Prueba de Conocimiento
La Prueba de Conocimiento se refiere a la evaluación sistemática de la capacidad de un sistema, particularmente un modelo de IA o una base de conocimiento, para recuperar, procesar y aplicar información específica con precisión. Va más allá de las pruebas funcionales simples para verificar la comprensión profunda de los datos del dominio.
En aplicaciones complejas impulsadas por modelos de lenguaje grandes (LLMs) o grafos de conocimiento sofisticados, el riesgo de alucinación o error fáctico es significativo. La Prueba de Conocimiento mitiga este riesgo al proporcionar evidencia empírica de la fiabilidad del sistema. Para las empresas, esto se traduce directamente en interacciones con clientes confiables y resultados operativos precisos.
El proceso generalmente implica la creación de un conjunto curado de casos de prueba o indicaciones que cubren hechos conocidos, casos límite y escenarios de razonamiento complejos. Estas pruebas se ejecutan contra el sistema, y las salidas se califican automáticamente o manualmente contra un conjunto de datos de verdad fundamental (ground truth dataset). Las métricas a menudo incluyen la corrección fáctica, la exhaustividad y la relevancia.
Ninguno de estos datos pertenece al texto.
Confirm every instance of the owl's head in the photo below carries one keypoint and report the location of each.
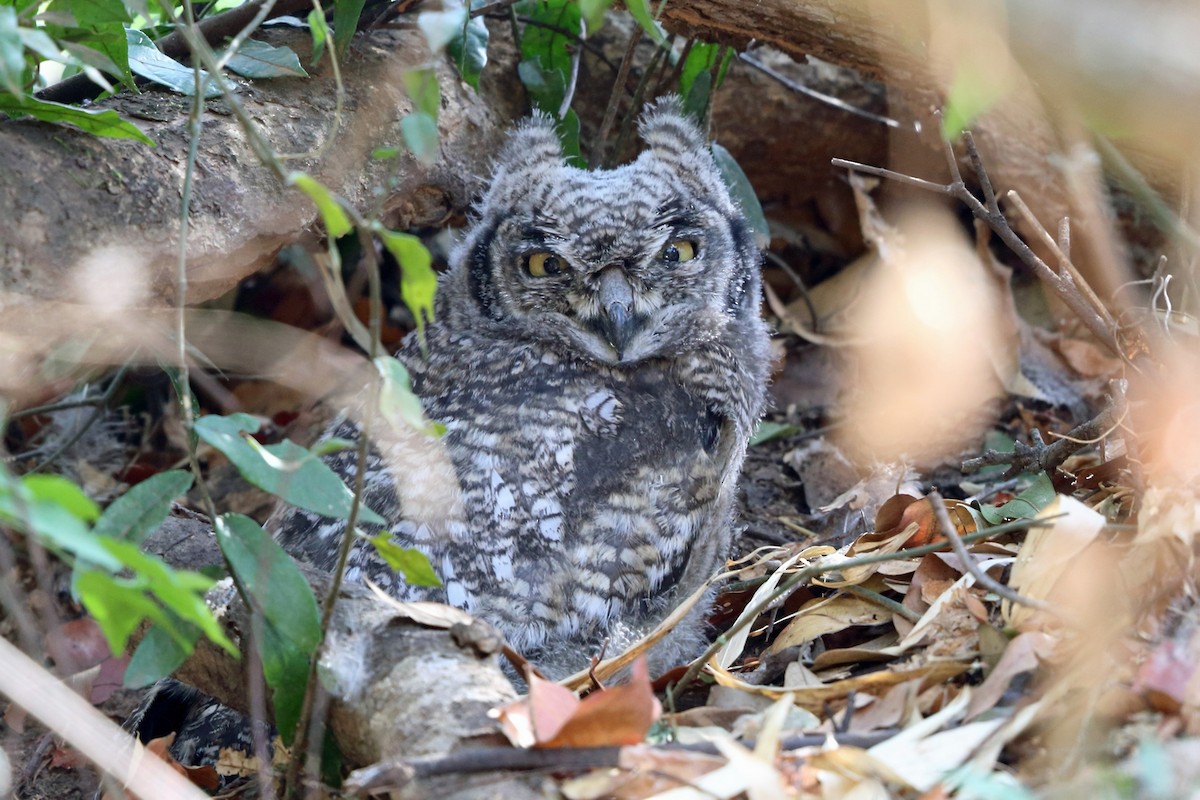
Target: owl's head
(651, 259)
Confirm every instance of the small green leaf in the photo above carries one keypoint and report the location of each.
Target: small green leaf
(972, 92)
(420, 134)
(408, 561)
(286, 469)
(418, 281)
(742, 193)
(421, 85)
(397, 403)
(468, 48)
(57, 489)
(12, 53)
(156, 656)
(593, 13)
(147, 60)
(141, 510)
(291, 619)
(441, 26)
(768, 431)
(701, 58)
(106, 124)
(1025, 505)
(319, 31)
(346, 22)
(262, 60)
(640, 11)
(337, 222)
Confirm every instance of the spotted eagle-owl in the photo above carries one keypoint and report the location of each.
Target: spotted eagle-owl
(599, 362)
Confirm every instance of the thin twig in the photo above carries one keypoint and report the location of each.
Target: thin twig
(610, 113)
(828, 100)
(972, 566)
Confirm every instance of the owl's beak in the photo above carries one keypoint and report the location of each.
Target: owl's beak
(617, 320)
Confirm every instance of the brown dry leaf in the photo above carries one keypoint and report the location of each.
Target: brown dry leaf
(643, 771)
(828, 615)
(619, 715)
(1047, 557)
(1021, 655)
(552, 716)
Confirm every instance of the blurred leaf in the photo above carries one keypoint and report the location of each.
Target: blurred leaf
(468, 48)
(640, 11)
(420, 134)
(346, 20)
(337, 222)
(286, 469)
(58, 489)
(147, 60)
(155, 657)
(442, 26)
(409, 561)
(418, 281)
(12, 53)
(1025, 505)
(106, 124)
(319, 31)
(421, 85)
(971, 94)
(397, 403)
(291, 618)
(262, 60)
(593, 12)
(742, 193)
(141, 510)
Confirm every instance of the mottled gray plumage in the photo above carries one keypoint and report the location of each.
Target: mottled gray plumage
(599, 362)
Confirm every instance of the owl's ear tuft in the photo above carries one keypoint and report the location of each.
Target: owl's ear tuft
(666, 130)
(533, 145)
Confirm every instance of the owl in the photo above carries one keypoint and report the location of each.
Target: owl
(599, 361)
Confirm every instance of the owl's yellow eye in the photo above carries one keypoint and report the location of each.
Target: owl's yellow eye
(545, 265)
(681, 250)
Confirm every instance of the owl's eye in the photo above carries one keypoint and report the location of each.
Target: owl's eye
(681, 250)
(544, 265)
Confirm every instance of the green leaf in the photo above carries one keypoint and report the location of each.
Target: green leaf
(337, 222)
(420, 134)
(972, 92)
(291, 619)
(640, 11)
(346, 20)
(468, 48)
(57, 489)
(421, 85)
(141, 510)
(286, 469)
(742, 193)
(442, 26)
(262, 60)
(90, 13)
(1025, 505)
(409, 561)
(319, 35)
(106, 124)
(12, 53)
(397, 403)
(418, 281)
(768, 431)
(156, 656)
(593, 13)
(701, 59)
(147, 60)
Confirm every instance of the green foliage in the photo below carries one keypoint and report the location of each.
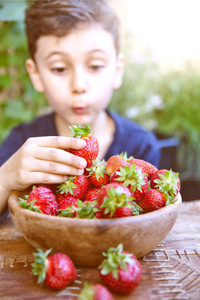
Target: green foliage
(18, 100)
(165, 102)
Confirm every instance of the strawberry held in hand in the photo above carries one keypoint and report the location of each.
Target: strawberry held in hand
(167, 182)
(76, 186)
(120, 271)
(56, 270)
(115, 200)
(152, 200)
(95, 292)
(42, 200)
(91, 150)
(97, 174)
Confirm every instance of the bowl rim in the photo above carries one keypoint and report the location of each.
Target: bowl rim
(13, 205)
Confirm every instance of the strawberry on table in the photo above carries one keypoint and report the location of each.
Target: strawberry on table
(76, 186)
(97, 174)
(56, 270)
(115, 200)
(120, 271)
(42, 200)
(114, 162)
(91, 150)
(95, 292)
(133, 178)
(146, 167)
(152, 200)
(91, 195)
(166, 181)
(66, 207)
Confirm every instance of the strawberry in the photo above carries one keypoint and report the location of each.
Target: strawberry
(167, 182)
(95, 292)
(50, 186)
(91, 150)
(87, 210)
(147, 167)
(120, 271)
(115, 200)
(114, 162)
(152, 200)
(56, 270)
(133, 178)
(97, 174)
(65, 207)
(91, 195)
(76, 186)
(41, 199)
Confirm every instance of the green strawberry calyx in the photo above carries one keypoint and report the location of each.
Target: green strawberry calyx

La Prueba de Conocimiento es vital en varias áreas:
Diseñar conjuntos de pruebas exhaustivos es difícil. El dominio del conocimiento a menudo es vasto, lo que hace imposible cubrir cada permutación. Además, evaluar el razonamiento subjetivo requiere una validación sofisticada, a menudo con intervención humana (human-in-the-loop).
Esta práctica está estrechamente relacionada con la Ingeniería de Prompts (Prompt Engineering, la creación de entradas), la Generación Aumentada por Recuperación (RAG, la arquitectura que alimenta el conocimiento) y la Evaluación de Modelos (Model Evaluation, el campo más amplio de la evaluación del rendimiento del modelo).